Chagrin d'automne

plumedesang

Poème sur la nature et la mythologie grecque. Tableau réalisé par Frederic Leighton.

L'automne charrie des mots,

Sur une beauté appelée Perséphone.

Le silence de la faune,

Comme un écho à ses maux,


Pleure sa solitude.

La nature en deuil

Et le vent rude,

Me murmurent à l'oreille, comme un recueil,


Le conte de son histoire,

Ainsi que ceux d'Hadès et de Déméter.

Charmé par les secrets que me livrent ces vers,

Leurs paroles, avidement, je souhaite boire.


Car ainsi sont nés l'automne et l'hiver,

D'une femme condamnée aux Enfers,

D'être la souveraine.

Pauvre âme en peine,


Arrachée à sa mère,

Par le roi du monde souterrain,

Qui au lieu de la séduire en vain,

L'entraina dans les entrailles de la terre,


Par une belle journée ensoleillée,

Alors, qu'avec ses amies, elle batifolait.

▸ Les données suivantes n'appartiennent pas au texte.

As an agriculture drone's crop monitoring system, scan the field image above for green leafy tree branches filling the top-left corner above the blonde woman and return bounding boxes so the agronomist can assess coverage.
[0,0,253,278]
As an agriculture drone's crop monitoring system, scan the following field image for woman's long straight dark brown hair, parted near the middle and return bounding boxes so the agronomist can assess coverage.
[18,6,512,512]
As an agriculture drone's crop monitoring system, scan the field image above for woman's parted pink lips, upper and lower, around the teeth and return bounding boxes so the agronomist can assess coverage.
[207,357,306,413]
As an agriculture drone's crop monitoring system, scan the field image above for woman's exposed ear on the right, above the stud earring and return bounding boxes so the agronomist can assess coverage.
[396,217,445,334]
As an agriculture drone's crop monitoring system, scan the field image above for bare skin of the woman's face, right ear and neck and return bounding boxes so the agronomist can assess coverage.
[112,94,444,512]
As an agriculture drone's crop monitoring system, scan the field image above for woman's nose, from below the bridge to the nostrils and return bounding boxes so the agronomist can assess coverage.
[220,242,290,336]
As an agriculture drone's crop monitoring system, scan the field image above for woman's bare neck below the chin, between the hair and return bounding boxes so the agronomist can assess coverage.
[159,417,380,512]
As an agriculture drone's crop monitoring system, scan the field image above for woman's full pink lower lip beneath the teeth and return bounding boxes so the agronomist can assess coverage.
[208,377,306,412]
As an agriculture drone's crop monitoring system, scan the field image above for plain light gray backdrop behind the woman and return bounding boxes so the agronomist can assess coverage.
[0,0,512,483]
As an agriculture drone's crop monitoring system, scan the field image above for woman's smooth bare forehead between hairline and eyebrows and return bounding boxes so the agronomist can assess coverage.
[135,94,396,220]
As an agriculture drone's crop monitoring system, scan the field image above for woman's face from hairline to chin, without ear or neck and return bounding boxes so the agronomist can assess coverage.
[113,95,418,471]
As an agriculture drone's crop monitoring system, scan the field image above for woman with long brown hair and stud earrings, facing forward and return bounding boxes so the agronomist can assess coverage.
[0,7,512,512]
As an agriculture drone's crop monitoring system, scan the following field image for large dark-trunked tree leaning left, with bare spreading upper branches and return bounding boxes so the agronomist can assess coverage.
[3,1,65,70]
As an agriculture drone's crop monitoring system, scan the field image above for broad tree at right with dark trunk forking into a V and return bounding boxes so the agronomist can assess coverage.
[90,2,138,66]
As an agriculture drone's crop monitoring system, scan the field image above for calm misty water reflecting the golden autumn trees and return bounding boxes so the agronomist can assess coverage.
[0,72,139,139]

Hadès la vit, il s'en éprit.

Un narcisse elle cueillit


Et sous ses pieds le sol s'ouvra.

En sortit le Dieu sur son char,

Conduit par des chevaux noirs

Et la belle, il enleva.


Déméter, folle d'inquiétude,

De ne point voir revenir sa fille,

Abandonna sa faucille,

Et quitta l'altitude


Du mont Olympe,

A la recherche de sa chair,

Car même le Dieu des éclairs,

Roi suprême de l'Olympe,


De ne pas vouloir contrarier son frère,

N'avait osé dire à la pauvre mère,

L'effroyable vérité,

Quant au nom de l'heureux marié.


La terrible absence,

De la déesse des moissons,

Rendit la terre rance,

Ainsi naquirent les saisons.


Car à Déméter fut révélé,

L'endroit où sa fille se trouvait.

Et Hadès, rusé,

Trois grains de grenade, à sa belle fit manger.


Or, qui goûte la nourriture des Enfers,

Plus jamais le soleil ne peut revoir.

Folle de désespoir,

Déméter supplia Zeus d'appliquer sa justice de fer.


Ainsi Perséphone passerait trois mois sous terre,

Et le reste du temps, vivrait à la lumière.

Lorsque sa fille redescend sous terre,

Rongée de chagrin, point de Déméter solaire.